Taking the case of hospitals, there's a good sort of services (that aren't just medical) on offer for the patient. From in-house multi cuisine restaurants, swimming pools, walking tracks, indoor games facilities, libraries and play areas to travel desks that arrange sightseeing tours and buying patients, you name it and that they have it, beat a bid to woo more and more patients. Hospital promotions combat the shape of PR , VIP and visitor hospital tours and enter exhibitions, loyalty and outreach programmes, support groups etc.
Similarly the pharmaceutical industry goes overboard in its attempts to appease the 2 routes that they need to succeed in bent the top consumers- doctors and pharmacists. For retailers it's boom time as they get free supplies of medicines, expensive gifts, holiday trips and also huge margins for promoting and selling particular brands at their outlets. With doctors the gifts, incentives and schemes are becoming wilder by the day. The trend is to customize the gift to the doctor in order that the drug company actually meets a relevant need of the doctor instead of flooding him with things that he throws away or hands over to others. Taking samples of customised gifts it might be admission of a doctor’s child to a reputed school or maybe the reimbursement of shopping bills. beat an effort to urge a far better hold on this indirect consumer. For over the counter drugs there are advertisements altogether shapes and sizes visible just anywhere. With sponsoring TV programmes to conducting mass consumer contact programmes to free sampling, pharmaceutical companies try innovative marketing ideas to urge a share of the consumer’s wallet.
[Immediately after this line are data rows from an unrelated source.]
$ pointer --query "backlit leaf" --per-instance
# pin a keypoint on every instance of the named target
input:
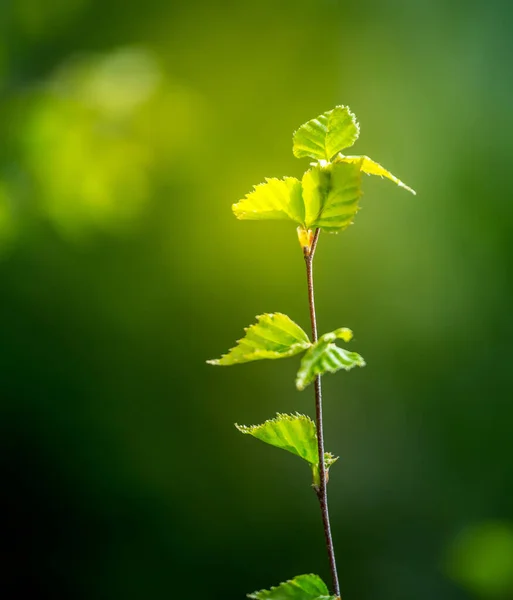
(302, 587)
(371, 167)
(329, 133)
(274, 199)
(331, 194)
(326, 357)
(273, 336)
(294, 433)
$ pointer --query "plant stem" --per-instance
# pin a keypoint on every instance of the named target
(321, 490)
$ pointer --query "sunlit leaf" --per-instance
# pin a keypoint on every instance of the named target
(371, 167)
(294, 433)
(274, 335)
(302, 587)
(325, 356)
(274, 199)
(331, 194)
(329, 133)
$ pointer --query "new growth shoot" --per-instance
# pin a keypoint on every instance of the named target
(325, 199)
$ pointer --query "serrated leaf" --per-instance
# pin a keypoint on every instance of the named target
(296, 434)
(274, 199)
(302, 587)
(274, 335)
(331, 194)
(326, 357)
(371, 167)
(328, 134)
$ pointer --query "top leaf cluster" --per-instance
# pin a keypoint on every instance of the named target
(327, 197)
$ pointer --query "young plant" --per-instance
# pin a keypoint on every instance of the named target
(325, 199)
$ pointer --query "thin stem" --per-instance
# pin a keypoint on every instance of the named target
(321, 490)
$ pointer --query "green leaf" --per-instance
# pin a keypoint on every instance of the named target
(371, 167)
(326, 357)
(329, 133)
(274, 335)
(302, 587)
(274, 199)
(296, 434)
(331, 194)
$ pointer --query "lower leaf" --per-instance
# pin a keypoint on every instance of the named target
(302, 587)
(296, 434)
(326, 357)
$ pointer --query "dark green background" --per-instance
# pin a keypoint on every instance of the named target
(127, 129)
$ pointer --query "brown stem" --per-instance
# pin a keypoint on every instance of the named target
(321, 490)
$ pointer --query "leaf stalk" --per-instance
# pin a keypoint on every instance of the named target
(321, 490)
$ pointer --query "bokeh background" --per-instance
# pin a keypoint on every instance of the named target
(127, 130)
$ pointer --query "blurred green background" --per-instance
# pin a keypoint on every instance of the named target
(127, 130)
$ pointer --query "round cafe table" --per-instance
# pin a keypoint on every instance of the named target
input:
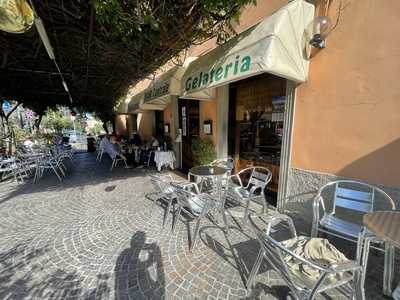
(216, 174)
(201, 173)
(383, 226)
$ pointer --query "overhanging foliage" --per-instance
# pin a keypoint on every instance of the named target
(103, 47)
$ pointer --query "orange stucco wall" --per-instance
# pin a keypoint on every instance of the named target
(347, 116)
(120, 124)
(145, 124)
(208, 111)
(168, 117)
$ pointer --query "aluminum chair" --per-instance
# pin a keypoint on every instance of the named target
(195, 204)
(227, 163)
(302, 287)
(100, 152)
(252, 191)
(115, 159)
(49, 163)
(11, 167)
(353, 198)
(164, 191)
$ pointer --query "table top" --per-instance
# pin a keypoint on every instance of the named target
(384, 224)
(208, 171)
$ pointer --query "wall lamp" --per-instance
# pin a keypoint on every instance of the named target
(320, 27)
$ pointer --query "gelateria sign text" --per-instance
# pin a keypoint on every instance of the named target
(223, 73)
(156, 91)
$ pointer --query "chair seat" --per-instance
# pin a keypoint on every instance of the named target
(339, 226)
(242, 193)
(316, 250)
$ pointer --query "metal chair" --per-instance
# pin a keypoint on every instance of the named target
(195, 204)
(353, 198)
(100, 152)
(164, 191)
(329, 276)
(115, 159)
(227, 163)
(252, 191)
(11, 166)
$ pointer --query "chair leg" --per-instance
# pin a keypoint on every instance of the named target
(360, 245)
(55, 172)
(167, 212)
(196, 233)
(246, 213)
(254, 270)
(112, 165)
(364, 261)
(177, 214)
(358, 289)
(388, 269)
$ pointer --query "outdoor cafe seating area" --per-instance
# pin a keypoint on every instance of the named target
(309, 265)
(32, 160)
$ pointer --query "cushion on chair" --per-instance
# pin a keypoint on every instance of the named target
(318, 251)
(342, 227)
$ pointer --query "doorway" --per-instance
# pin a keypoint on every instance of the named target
(256, 122)
(189, 123)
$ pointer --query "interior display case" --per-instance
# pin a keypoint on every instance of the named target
(259, 105)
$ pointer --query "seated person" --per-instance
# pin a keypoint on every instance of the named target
(153, 142)
(111, 148)
(136, 140)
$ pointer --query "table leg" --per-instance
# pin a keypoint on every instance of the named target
(388, 270)
(221, 199)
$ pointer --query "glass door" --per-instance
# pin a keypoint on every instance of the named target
(189, 123)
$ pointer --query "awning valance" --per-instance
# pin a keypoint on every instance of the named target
(159, 93)
(134, 104)
(276, 45)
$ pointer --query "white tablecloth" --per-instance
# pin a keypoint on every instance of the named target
(164, 158)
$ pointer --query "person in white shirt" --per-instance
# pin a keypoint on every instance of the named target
(110, 148)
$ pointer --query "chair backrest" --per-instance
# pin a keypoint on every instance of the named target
(356, 196)
(188, 198)
(278, 255)
(161, 183)
(228, 163)
(259, 178)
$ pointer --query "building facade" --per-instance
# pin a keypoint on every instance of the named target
(341, 121)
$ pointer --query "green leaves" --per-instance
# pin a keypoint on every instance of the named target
(203, 151)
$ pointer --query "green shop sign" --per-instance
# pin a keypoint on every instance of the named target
(231, 69)
(156, 92)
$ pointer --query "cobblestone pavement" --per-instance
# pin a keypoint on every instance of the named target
(96, 236)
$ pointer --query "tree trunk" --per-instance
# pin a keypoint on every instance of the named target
(8, 133)
(37, 122)
(105, 127)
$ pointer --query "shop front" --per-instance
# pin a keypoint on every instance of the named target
(252, 79)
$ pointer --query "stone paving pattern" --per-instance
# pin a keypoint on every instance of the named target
(97, 236)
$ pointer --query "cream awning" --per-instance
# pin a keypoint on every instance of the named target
(134, 104)
(276, 45)
(159, 93)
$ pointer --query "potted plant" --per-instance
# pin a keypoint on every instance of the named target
(203, 151)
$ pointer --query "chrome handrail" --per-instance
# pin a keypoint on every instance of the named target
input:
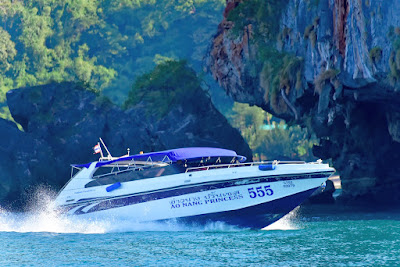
(235, 165)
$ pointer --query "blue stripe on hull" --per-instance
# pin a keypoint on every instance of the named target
(255, 217)
(116, 202)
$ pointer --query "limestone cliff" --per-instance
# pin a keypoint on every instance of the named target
(330, 65)
(63, 121)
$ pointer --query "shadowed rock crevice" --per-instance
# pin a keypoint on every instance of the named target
(63, 121)
(335, 62)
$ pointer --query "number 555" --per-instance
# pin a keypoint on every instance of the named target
(260, 192)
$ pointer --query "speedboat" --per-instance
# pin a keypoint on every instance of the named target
(194, 185)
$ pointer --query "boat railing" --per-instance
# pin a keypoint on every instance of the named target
(236, 165)
(117, 168)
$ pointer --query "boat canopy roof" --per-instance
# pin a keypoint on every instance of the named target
(174, 155)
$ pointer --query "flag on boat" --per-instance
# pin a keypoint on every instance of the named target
(97, 149)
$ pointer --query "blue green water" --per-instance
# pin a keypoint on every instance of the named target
(348, 239)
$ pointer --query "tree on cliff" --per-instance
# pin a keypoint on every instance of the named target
(96, 41)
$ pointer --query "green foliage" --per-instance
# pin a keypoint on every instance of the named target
(7, 50)
(94, 42)
(394, 59)
(268, 137)
(170, 83)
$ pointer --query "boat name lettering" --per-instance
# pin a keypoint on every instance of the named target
(288, 184)
(210, 198)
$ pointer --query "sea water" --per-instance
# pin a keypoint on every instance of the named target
(43, 238)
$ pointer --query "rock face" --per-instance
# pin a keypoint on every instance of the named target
(332, 66)
(63, 121)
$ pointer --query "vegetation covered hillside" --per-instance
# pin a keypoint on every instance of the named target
(104, 44)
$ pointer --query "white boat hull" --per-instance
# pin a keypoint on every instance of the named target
(253, 202)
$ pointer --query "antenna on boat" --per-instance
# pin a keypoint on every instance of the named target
(108, 152)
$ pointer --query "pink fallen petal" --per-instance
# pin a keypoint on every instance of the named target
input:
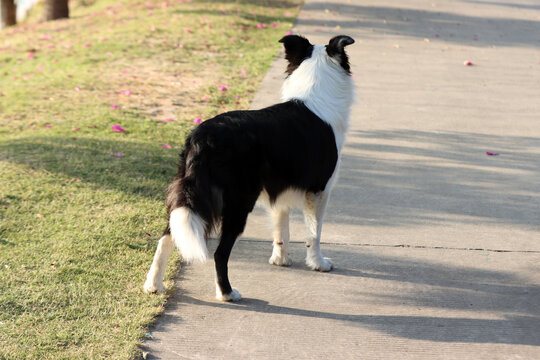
(118, 128)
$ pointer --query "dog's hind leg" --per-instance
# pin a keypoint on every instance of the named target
(280, 252)
(232, 226)
(154, 279)
(313, 216)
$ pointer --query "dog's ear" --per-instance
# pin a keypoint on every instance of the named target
(336, 49)
(297, 49)
(338, 43)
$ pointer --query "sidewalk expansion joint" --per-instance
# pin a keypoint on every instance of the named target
(410, 247)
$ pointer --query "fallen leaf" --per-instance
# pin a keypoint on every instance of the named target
(136, 246)
(118, 128)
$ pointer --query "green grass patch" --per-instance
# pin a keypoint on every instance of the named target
(81, 206)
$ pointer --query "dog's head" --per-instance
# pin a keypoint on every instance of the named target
(320, 77)
(298, 49)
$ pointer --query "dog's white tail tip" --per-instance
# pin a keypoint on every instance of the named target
(187, 231)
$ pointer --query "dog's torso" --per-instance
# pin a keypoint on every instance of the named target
(282, 148)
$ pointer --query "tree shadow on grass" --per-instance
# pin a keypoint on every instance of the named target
(143, 169)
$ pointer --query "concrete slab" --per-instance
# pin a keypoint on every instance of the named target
(378, 303)
(416, 194)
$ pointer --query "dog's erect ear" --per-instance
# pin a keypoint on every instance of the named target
(338, 43)
(336, 49)
(297, 49)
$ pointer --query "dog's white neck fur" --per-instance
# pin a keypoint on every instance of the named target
(325, 88)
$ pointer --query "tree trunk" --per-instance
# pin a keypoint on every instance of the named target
(9, 12)
(56, 9)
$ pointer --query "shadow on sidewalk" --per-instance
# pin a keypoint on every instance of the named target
(407, 177)
(497, 306)
(449, 27)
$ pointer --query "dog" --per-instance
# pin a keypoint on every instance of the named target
(283, 156)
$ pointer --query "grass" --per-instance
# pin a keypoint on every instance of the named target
(79, 225)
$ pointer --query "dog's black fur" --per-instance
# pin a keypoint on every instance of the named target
(228, 160)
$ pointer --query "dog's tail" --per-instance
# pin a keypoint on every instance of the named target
(193, 203)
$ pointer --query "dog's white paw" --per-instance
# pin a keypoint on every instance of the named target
(320, 264)
(275, 259)
(234, 295)
(154, 287)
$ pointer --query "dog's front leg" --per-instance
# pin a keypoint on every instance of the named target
(280, 252)
(313, 216)
(233, 224)
(154, 279)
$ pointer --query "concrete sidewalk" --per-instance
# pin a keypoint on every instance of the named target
(436, 244)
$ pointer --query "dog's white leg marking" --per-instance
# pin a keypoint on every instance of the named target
(313, 216)
(280, 252)
(233, 296)
(154, 279)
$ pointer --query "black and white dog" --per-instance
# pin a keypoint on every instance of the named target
(282, 156)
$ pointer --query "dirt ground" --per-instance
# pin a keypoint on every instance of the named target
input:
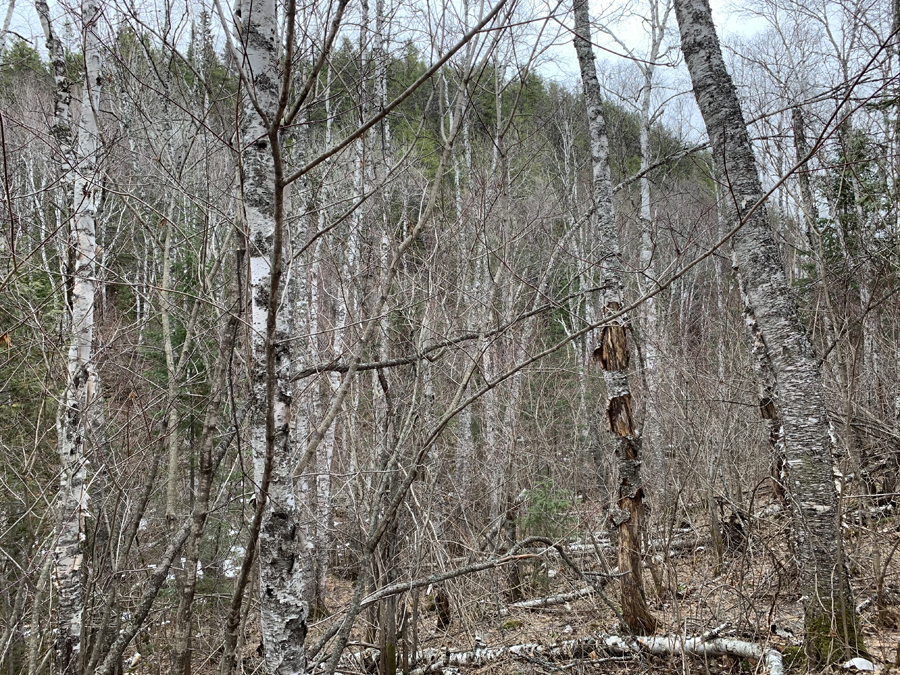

One check out the statistics and therefore the reason behind this intense competition gets clear. consistent with a Confederation of Indian Industry — McKinsey study on India’s health industry, the country’s spending on health care is predicted to extend from Rs 86,000 crore at the present to Rs 200,000 crore within the next decade. Health care’s contribution to India’s GDP will increase from the present 5.2 per cent to eight .5 per cent by 2012. The players within the healthcare industry fully realise that these predictions will come true with harnessing the burgeoning purchasing power of the Indian consumer.